I got to try the chipotle beef curry ishiyaki and the spicy pork ishiyaki, and found myself loving both of them! The beef curry was savoury while the spicy pork had a sweet undertone. What I liked was that the spicy flavours were there but it wasn’t all that I tasted. My tongue wasn’t burning after two bites and I didn’t need to down glasses of water. The stone bowls kept the rice hot, flavourful, and delicious. In particular the beef curry had pieces of lettuce in it which made me think of a Korean lettuce beef wrap, mmmm!
Although delicious, other than the rice bowl there wasn’t anything that really blew my mind. A lot of the dishes were still what I would consider fairly typical fusion Japanese food.

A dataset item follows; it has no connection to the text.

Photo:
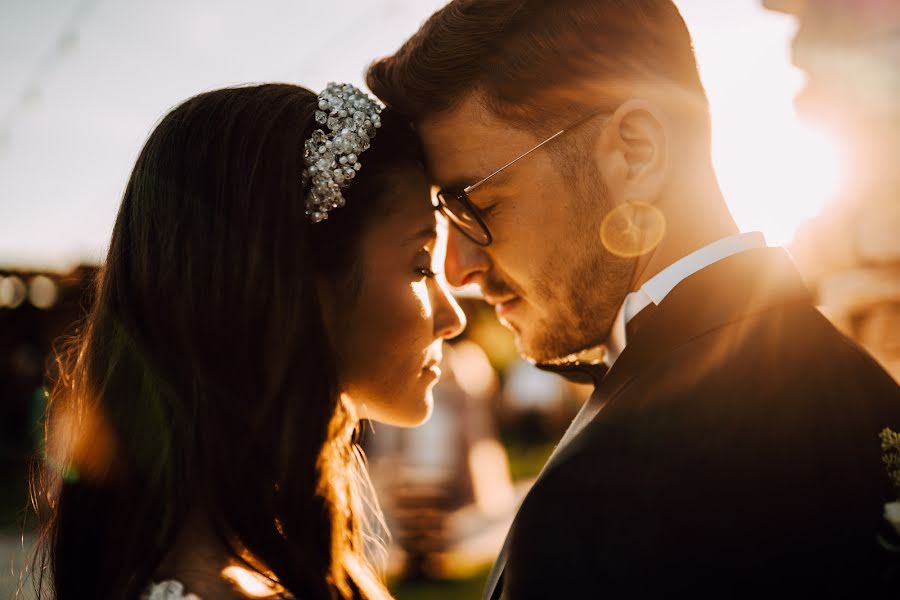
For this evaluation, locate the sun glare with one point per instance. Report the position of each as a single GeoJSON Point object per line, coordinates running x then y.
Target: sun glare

The servers there made sure to grab all our names and call us when it was our dish! I really enjoyed that personal touch. Plus the place was packed but our food came relatively fast and they were tentative to our needs.
For $18, this was a pretty filling and satisfying Dine Out menu option, I would recommend you try it out as well!
The vibe was chill and the décor was nice but sometimes the music was too loud and made conversation difficult.
I had fun with friends and got to enjoy some pretty decent food. It was a good Dine Out experience and if I were around the neighbourhood again I would definitely come back!